In recent times we have seen a rise in malware that attacks the user’s own data. Something like Cryptolocker will encrypt files on the user’s computer and then make a ransom demand to pay for the required unlocking code. Malware has been associated with big time crime for a long time now and yet I feel there is something more sinister about this than say stealing a person’s credit card details. In the case of the latter, it tends at least to be the bank that loses out (not that I am making any excuses – even if the banking industry is far too rich, theft is still theft!). On the other hand if you are a serious computer user, then your computer data is a highly valuable asset, be it your documents, photos or music collection, and to lose it could be very costly in terms of years of work or memories.`I am going to look briefly at the idea of installing a Linux server on your network and using certain features of Linux to protect files from being attacked from within the Windows network. The server can be used to store photos and music as well as data backups from your working computers. A relatively old machine will often suffice for this purpose, though you may need to install a decent sized hard drive (e.g. 1TB).
Here are some examples of things that can be done.
- Share a directory via Samba with read-only access. This is good for the likes of photos and music that will never need to be modified once uploaded. Material can be uploaded via either FTP or a hidden symbolic link (see item 3 below).

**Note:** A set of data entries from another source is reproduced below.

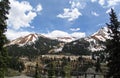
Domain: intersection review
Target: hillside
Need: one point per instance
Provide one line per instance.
(37, 44)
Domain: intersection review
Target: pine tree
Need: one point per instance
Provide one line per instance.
(113, 46)
(4, 7)
(36, 71)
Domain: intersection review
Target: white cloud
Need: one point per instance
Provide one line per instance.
(93, 0)
(73, 12)
(109, 10)
(77, 4)
(101, 2)
(58, 33)
(70, 14)
(21, 14)
(13, 34)
(94, 13)
(39, 8)
(112, 3)
(75, 29)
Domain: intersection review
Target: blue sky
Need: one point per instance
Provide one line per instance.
(76, 18)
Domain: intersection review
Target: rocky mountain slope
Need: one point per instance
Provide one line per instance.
(40, 44)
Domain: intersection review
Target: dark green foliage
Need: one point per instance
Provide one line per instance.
(51, 70)
(4, 7)
(113, 46)
(15, 64)
(41, 46)
(78, 47)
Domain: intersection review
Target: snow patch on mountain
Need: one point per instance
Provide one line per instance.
(97, 39)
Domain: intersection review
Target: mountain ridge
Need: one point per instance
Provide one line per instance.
(44, 44)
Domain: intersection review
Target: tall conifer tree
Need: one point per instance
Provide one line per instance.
(4, 7)
(113, 46)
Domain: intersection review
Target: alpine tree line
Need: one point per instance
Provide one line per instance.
(112, 44)
(4, 8)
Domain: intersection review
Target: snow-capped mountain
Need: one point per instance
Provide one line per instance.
(97, 39)
(41, 44)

- Some files (e.g. data backups) may need to be regularly updated from a computer, in which case full read-write access will be required. Ideally there needs to be a way of hiding the folder from someone/something idly browsing the network, while still making the folder accessible to an application that knows its path. This can be done by placing the real folder inside a hidden folder on a read-write Samba share. Any file or directory whose name starts with a period ( ‘.’) is hidden in Linux, though when sharing via Samba it will be visible by default on the Windows network. To fully hide it you will need to add the following line in the settings for the given share within the smb.conf file and restart the Samba service.
veto files = /.*/
As a result, the folder being hidden will itself become invisible to anything or anyone browsing the network, but given the full path of the sub-folder (i.e. the real folder containing your data), it is still possible to make direct access from within Windows. (N.B. You can’t browse the hidden folder itself, even given its path, but you can browse any folder under it, given the full path thereof.)
- Following on from the above, you can also put a symbolic link inside a hidden directory, pointing it to a directory that is otherwise contained within a read-only share. This provides a secret ‘back door’ route to provide read-write access to an otherwise read-only folder.
- If you want to protect individual directories and/or files within a Samba share that is otherwise read-write, you can do so using Linux file permissions. The best way is probably to set the owner to ‘root’ and then set the permissions to 644 for data files or 755 for executables and directories.
On a final note, if you are making backups via a read-write link, make sure that your backup system keeps some sort of rolling history and not just a constant overwrite of the same files – otherwise malicious damage to data could go unnoticed and be copied to the one and only backup!